Schedule a Jupyter Notebook¶
-
POST
/api/v1.2/scheduler
¶
Use this API to schedule a Jupyter notebook. You can view the command’s status, result, or cancel a command using the corresponding Command API that are used for other types of command.
Note
This API is not available by default. Create a ticket with Qubole Support to enable this API on your QDS account.
Required Role¶
The following users can make this API call:
- Users who belong to the system-user or system-admin group.
- Users who belong to a group associated with a role that allows update on Jupyter Notebook and directory. See Managing Groups and Managing Roles for more information.
- Users who belong to a group associated with a role that allows create on the
Jupyter Notebook
command.
Parameters¶
Note
Parameters marked in bold below are mandatory. Others are optional and have default values.
Parameter | Description |
---|---|
name | Name for the schedule. If name is not specified, then a system-generated Schedule ID is set as the name. |
label | Label of the cluster on which the Jupyter notebook should be scheduled. |
command_type | Type of command to be executed. For Jupyter notebook, the command type is JupyterNotebookCommand . |
command | JSON object that contains path (path including name of the Jupyter notebook to be run with extension ( retry (optional): denotes the number of retries for a job. Valid values are 1, 2, and 3. retry_delay(optional): denotes the time interval (in minutes) between the retries when a job fails. arguments (optional): Valid JSON to be sent to the notebook. Specify the parameters in notebooks and pass the parameter value using the JSON format. key is the parameter’s name and value is the parameter’s value. Supported types in parameters are string, integer, float, and boolean. |
start_time | Start datetime for the schedule. In the Cron expression, the scheduler calculates the Next Materialized Time (NMT)/Start time considering the current time as the base time and Cron expression passed. Start time is not honored in the Cron expression. |
end_time | End datetime for the schedule. |
frequency | Set this option or cron_expression but do not set both options. Specify how often the schedule should run. Input is an integer.

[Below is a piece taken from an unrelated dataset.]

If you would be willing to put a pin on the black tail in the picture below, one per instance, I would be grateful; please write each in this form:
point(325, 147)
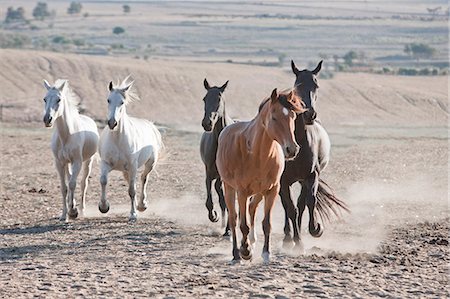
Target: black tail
point(327, 203)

For example, frequency of one hour/day/month is represented as {"frequency":"1"} |
time_unit | Denotes the time unit for the frequency . Its default value is days . Accepted value is minutes , hours , days , weeks , or months . |
For more information about the schedule parameters, see scheduler-api.
Request API Syntax¶
Here is the Request API syntax for scheduling a Jupyter notebook.
curl -i -X POST -H "X-AUTH-TOKEN: <token>" -H "Accept: application/json" -H "Content-type: application/json" -d \
'{"command_type":"JupyterNotebookCommand", "command": {"path":"<Path>/<Name>", "retry": 2, "retry_delay": 4, "arguments": {"key1": "value1", …, "keyN": "valueN"}}, "start_time": "2019-12-26T02:00Z","end_time": "2020-07-01T02:00Z","frequency": 1,"time_unit": "days", "label": "<ClusterLabel>"}' \
"https://gcp.qubole.com/api/v1.2/scheduler"
Sample API Request¶
curl -i -X POST -H "X-AUTH-TOKEN: $AUTH_TOKEN" -H "Accept: application/json" -H "Content-type: application/json" \
-d '{"command_type":"JupyterNotebookCommand", "command": {"path":"Users/[email protected]/note1.ipynb", "retry": 2, "retry_delay": 4, "arguments": {"name": "abc", "age": "20"}}, "start_time": "2019-12-26T02:00Z","end_time": "2020-07-01T02:00Z","frequency": 1,"time_unit": "days", "label": "spark-cluster-1"}' \
"https://gcp.qubole.com/api/v1.2/scheduler"
Known Limitation¶
If there is a warning in one of the cells when a scheduled notebook runs, the notebook stops executing at that cell.
As a workaround, to skip the warning and continue execution, add raises-exception
in that cell’s metadata field by performing the following steps:
- Select the cell that shows the warning.
- Click on the Tools icon on the left side bar.
- Click Advanced Tools.
- Add
raises-exception
in the Cell Metadata tags field. - Re-run the API.